The new ``generate_graph`` function is designed to handle a list of inputs iteratively, updating the graph with each new piece of information.

In [37]:
def generate_graph(input: List[str]) -> KnowledgeGraph:
    # Initialize an empty KnowledgeGraph
    cur_state = KnowledgeGraph()

    # Get the number of iterations
    num_iterations = len(input)

    # Iterate over the input list
    for i, inp in enumerate(input):
        new_updates = client.chat.completions.create(
            model="gpt-3.5-turbo-16k",
            messages=[
                {
                    "role": "system",
                    "content": """You are an iterative knowledge graph builder.
                    You are given the current state of the graph, and you must append the nodes and edges 
                    to it Do not procide any duplcates and try to reuse nodes as much as possible.""",
                },
                {
                    "role": "user",
                    "content": f"""Extract any new nodes and edges from the following:
                    # Part {i}/{num_iterations} of the input:

                    {inp}""",
                },
                {
                    "role": "user",
                    "content": f"""Here is the current state of the graph:
                    {cur_state.model_dump_json(indent=2)}""",
                },
            ],
            response_model=KnowledgeGraph,
        )  # type: ignore

        # Update the current state with the new updates
        cur_state = cur_state.update(new_updates)

        # Draw the current state of the graph
        cur_state.draw(prefix=f"iteration_{i}")
        
    # Return the final state of the KnowledgeGraph
    return cur_state


### Examples Use Case

In this approach, we process the text in manageable chunks, one at a time.

This method is particularly beneficial when dealing with extensive text that may not fit into a single prompt.

It is especially useful in scenarios such as constructing a knowledge graph for a complex topic, where the information is distributed across multiple documents or sections.

In [38]:
text_chunks = [
    "Jason knows a lot about quantum mechanics. He is a physicist. He is a professor",
    "Professors are smart.",
    "Sarah knows Jason and is a student of his.",
    "Sarah is a student at the University of Toronto. and UofT is in Canada.",
]

graph: KnowledgeGraph = generate_graph(text_chunks)

graph.draw(prefix="final")

![Image](https://i.ibb.co/802Zm88/Clean-Shot-2023-11-12-at-16-31-13.png)

## Conclusion

This tutorial demonstrated how to generate and visualize a knowledge graph for complex topics.
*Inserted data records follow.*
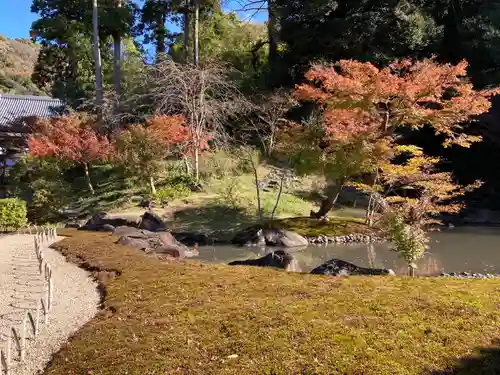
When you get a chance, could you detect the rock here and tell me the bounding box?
[139,199,156,210]
[113,226,156,238]
[154,247,184,258]
[154,232,194,258]
[113,226,199,258]
[229,250,296,270]
[231,226,266,246]
[139,211,167,232]
[99,224,115,233]
[311,259,394,276]
[172,232,215,246]
[64,223,80,229]
[189,182,203,193]
[231,227,309,247]
[116,236,149,250]
[78,212,138,231]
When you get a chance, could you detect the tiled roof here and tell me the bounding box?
[0,94,64,130]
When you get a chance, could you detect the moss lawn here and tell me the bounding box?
[42,230,500,375]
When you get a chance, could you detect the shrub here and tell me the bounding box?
[9,157,75,223]
[0,198,27,232]
[156,184,191,205]
[200,151,249,179]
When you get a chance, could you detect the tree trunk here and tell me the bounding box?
[92,0,103,116]
[271,174,285,221]
[183,1,189,63]
[310,180,344,219]
[250,160,263,221]
[193,0,200,67]
[267,0,278,74]
[113,33,122,113]
[194,142,200,182]
[183,155,191,176]
[155,13,165,55]
[83,163,95,195]
[149,176,156,195]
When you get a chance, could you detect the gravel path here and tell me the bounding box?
[0,235,100,375]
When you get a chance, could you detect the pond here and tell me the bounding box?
[195,227,500,276]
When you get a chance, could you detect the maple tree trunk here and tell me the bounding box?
[113,34,122,112]
[183,4,189,63]
[149,176,156,195]
[193,0,200,67]
[310,180,344,219]
[92,0,103,117]
[194,142,200,182]
[271,174,285,221]
[83,163,95,195]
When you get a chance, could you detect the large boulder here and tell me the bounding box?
[139,211,167,232]
[78,212,138,231]
[113,225,155,238]
[113,226,199,258]
[229,250,297,271]
[311,259,395,276]
[172,232,215,246]
[232,227,308,247]
[116,236,149,251]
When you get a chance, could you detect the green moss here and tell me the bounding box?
[46,230,500,375]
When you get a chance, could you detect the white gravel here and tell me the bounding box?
[0,235,100,375]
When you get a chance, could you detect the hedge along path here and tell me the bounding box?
[0,232,100,375]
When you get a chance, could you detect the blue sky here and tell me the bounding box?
[0,0,266,38]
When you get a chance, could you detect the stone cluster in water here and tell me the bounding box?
[441,272,500,279]
[307,233,385,244]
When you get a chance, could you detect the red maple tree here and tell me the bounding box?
[146,115,212,175]
[286,59,499,217]
[28,114,113,194]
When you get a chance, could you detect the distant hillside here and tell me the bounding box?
[0,35,46,95]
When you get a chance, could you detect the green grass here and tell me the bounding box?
[275,216,373,237]
[46,230,500,375]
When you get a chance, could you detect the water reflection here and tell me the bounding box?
[193,228,500,276]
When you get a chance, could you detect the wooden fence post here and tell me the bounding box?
[19,313,28,362]
[11,327,24,360]
[0,332,12,375]
[34,301,42,340]
[40,296,49,325]
[47,271,53,311]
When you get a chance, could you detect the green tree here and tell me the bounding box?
[31,0,135,106]
[170,12,266,73]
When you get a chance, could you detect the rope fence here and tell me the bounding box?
[0,227,57,375]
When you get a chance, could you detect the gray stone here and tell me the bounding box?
[311,259,394,276]
[229,250,296,270]
[116,236,149,250]
[139,211,167,232]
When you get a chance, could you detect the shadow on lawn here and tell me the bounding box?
[168,203,255,237]
[423,340,500,375]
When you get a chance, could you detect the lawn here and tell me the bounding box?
[46,230,500,375]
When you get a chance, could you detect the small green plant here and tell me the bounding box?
[155,184,191,206]
[0,198,27,232]
[385,214,429,276]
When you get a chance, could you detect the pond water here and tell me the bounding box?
[195,227,500,276]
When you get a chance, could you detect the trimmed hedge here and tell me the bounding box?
[0,198,28,232]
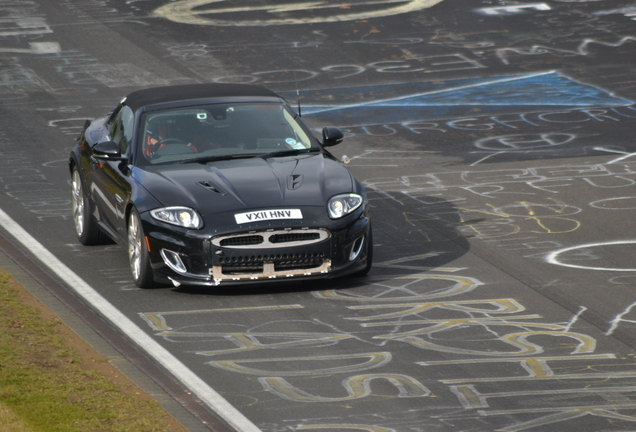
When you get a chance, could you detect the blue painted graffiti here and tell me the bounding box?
[282,72,634,126]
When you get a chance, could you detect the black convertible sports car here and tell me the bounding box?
[69,84,373,287]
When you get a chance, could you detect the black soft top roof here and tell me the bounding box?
[126,84,280,111]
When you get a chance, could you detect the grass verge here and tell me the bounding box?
[0,270,185,432]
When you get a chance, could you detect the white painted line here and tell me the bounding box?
[545,240,636,272]
[0,209,261,432]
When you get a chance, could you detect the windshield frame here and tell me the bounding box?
[135,100,322,166]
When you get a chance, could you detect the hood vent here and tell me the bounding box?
[287,174,305,190]
[198,180,225,195]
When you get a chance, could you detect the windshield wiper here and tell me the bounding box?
[180,153,259,163]
[257,148,320,159]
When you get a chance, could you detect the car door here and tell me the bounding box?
[91,105,134,239]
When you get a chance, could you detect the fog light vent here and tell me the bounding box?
[161,249,187,273]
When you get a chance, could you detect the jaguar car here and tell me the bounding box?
[69,84,373,288]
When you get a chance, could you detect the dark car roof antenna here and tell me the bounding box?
[294,69,303,117]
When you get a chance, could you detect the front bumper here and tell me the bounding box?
[142,209,370,286]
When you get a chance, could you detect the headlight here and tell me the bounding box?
[327,194,362,219]
[150,207,203,229]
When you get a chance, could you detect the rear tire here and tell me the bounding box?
[71,167,107,246]
[128,209,156,288]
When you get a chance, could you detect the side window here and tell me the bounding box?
[110,105,135,154]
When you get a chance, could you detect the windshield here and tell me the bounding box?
[138,103,317,164]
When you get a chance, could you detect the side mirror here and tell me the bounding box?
[93,141,126,160]
[322,126,344,147]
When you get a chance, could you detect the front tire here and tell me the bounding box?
[128,209,155,288]
[71,167,106,246]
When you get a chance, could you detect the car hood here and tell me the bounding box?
[133,153,355,214]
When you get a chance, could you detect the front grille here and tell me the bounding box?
[212,228,331,249]
[218,252,325,266]
[269,232,320,244]
[219,235,263,247]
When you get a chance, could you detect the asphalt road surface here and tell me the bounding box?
[0,0,636,432]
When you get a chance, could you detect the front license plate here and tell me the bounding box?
[234,209,303,224]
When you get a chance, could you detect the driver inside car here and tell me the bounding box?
[144,119,198,156]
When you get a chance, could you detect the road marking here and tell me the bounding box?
[0,209,261,432]
[152,0,443,27]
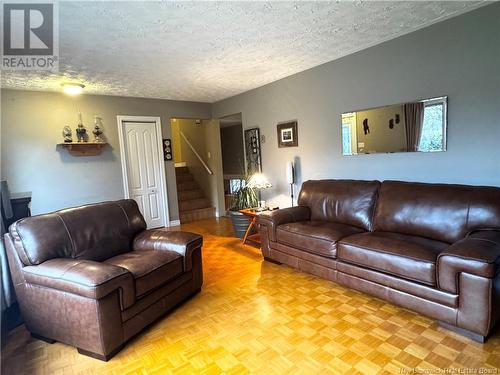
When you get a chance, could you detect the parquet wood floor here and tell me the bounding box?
[1,219,500,375]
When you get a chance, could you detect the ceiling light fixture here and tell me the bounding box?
[62,83,85,95]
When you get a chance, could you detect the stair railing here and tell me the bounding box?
[180,131,214,174]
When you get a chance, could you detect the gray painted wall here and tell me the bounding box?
[1,90,210,220]
[212,3,500,206]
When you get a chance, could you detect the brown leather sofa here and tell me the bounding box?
[5,200,203,360]
[258,180,500,342]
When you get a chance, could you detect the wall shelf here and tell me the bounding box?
[58,142,107,156]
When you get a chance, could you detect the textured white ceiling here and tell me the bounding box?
[2,1,484,102]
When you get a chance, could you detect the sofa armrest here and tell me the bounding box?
[133,229,203,272]
[257,206,311,242]
[437,230,500,293]
[23,258,135,310]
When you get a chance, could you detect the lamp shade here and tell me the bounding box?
[247,173,273,190]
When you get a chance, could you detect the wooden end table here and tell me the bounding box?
[239,208,260,245]
[239,207,277,245]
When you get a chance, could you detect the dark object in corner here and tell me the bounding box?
[363,118,370,135]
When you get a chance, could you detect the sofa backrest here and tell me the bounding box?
[374,181,500,243]
[9,199,146,265]
[298,180,380,230]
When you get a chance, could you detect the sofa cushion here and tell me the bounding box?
[298,180,380,230]
[276,221,363,258]
[374,181,472,243]
[10,199,146,266]
[337,232,449,286]
[104,250,183,297]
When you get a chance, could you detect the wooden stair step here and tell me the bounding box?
[179,198,210,212]
[179,207,215,224]
[177,189,204,202]
[176,173,194,183]
[177,180,198,191]
[175,167,189,176]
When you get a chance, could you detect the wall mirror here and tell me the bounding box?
[342,96,448,155]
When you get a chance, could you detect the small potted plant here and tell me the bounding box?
[229,179,259,238]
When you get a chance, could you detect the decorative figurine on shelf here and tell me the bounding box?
[92,116,104,143]
[76,112,87,142]
[63,125,73,143]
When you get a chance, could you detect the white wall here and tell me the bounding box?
[212,3,500,206]
[1,90,210,220]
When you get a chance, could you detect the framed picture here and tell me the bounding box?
[277,121,299,148]
[163,139,172,161]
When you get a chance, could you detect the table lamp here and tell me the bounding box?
[247,173,273,211]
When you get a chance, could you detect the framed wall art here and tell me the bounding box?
[276,121,299,148]
[163,139,173,161]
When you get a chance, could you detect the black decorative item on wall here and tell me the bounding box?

By using knowledge graphs, you can break down intricate subjects into understandable components, enhancing your learning experience.

You also learned about the advanced and iterative forms of generating knowledge graphs,

which bring significant improvements compared to the previous example, particularly in handling iterative updates and visualization.

These enhancements make the framework more robust and suitable for complex scenarios where data is received in parts or requires continuous updating.